One easy way to shoot yourself in the foot with SecureRandom is to use seed values from a source with low entropy.

http://developer.android.com/reference/java/security/SecureR...

If one were to copy/paste the sort of code samples which show up when one Googles for [Android SecureRandom], one would more than likely call setSeed, possibly in such a fashion as to duplicate seeds and, predictably, make the output of the random number generator deterministic.

I will leave it to one's individual judgement as to whether "It is unlikely a serious developer would copy/paste in crypto code into a project that has real money on the line" is descriptive of the prevalent standard of care in engineering in the Bitcoin community.



They were explicitly seeding SecureRandom?


Not in the bitcoinj library they all appear to be using, no.

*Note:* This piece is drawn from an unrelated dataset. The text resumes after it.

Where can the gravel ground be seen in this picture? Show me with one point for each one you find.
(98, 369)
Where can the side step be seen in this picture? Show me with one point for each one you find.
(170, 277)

That, in turn, uses bouncycastle. Bitcoinj is not explicitly seeding SecureRandom, I'm reasonably sure.


I couldn't find a line of code in bitcoinj that explicitly seeded SecureRandom, or used the explicit-seed constructor.


Neither could I. Maybe it is SecureRandom itself but then that would be a bigger deal than some broken BitCoin wallets, one would think.


Don't know. This just seemed like the high-percentage guess.


If that's the problem, it does lead to a beautiful solution of fixing bugs by removing code entirely.